There is not any definite guideline to diagnose incomplete KD yet. Early diagnosis is needed to prevent coronary artery complications. Uveitis is not the only clue to diagnosing KD, but if a patient has conjunctivitis, ophthalmic examination is very helpful in detecting uveitis and it should be considered a sign of KD.
There are some limitations in our study. First, patients who have conjunctival injection were evaluated by silt lamp examination. It is difficult to decide the best timing for ophthalmic evaluation to diagnose uveitis. There is no specific guideline to determine the timing of slit lamp examination in KD. In our study, conjunctival injection was the only sign to perform slit lamp examination. Second, the study number was small. Third, in our study, we did not compare KD with other diseases that cause uveitis. Other chronic or immunologic diseases that lead to uveitis were excluded in this study.
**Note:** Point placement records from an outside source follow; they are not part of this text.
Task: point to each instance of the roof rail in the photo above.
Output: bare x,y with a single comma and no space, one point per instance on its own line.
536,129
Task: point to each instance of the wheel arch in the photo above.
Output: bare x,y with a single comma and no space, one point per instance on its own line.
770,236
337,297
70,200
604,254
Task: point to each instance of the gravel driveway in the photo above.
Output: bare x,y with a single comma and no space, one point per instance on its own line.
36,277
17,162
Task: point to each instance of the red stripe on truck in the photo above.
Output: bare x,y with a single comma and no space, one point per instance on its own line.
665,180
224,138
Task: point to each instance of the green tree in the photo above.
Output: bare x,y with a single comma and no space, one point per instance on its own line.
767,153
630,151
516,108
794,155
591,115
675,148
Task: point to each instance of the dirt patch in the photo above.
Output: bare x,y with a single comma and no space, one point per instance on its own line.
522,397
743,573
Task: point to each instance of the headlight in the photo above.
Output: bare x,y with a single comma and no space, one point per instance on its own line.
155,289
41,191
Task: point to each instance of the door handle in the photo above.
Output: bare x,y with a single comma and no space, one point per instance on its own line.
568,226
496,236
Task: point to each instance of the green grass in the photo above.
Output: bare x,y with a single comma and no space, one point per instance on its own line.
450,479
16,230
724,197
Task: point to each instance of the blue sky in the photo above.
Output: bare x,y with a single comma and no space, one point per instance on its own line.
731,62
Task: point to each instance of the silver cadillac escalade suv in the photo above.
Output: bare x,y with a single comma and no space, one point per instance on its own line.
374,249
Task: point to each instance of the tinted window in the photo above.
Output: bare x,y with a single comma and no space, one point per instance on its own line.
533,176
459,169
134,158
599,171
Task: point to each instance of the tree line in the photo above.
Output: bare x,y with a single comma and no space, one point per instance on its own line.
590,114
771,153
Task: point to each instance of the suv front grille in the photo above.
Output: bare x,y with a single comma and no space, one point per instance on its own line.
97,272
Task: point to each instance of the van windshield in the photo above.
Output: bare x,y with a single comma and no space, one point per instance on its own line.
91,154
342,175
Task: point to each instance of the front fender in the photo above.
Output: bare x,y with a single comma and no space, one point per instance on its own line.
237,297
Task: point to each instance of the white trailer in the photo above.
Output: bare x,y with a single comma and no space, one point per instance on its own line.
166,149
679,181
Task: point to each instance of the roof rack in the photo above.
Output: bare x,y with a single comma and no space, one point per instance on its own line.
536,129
In conclusion, uveitis is the one of the important ocular sings to help diagnose incomplete KD. As increasing incomplete type of KD, clinicians are responsible to diagnose and start treatment earlier to decrease coronary artery complications. Routine slit lamp examination will be helpful for early diagnosis of incomplete KD in patients who have conjunctival injection.
Footnotes
Conflicts of interest: No potential conflict of interest relevant to this article was reported.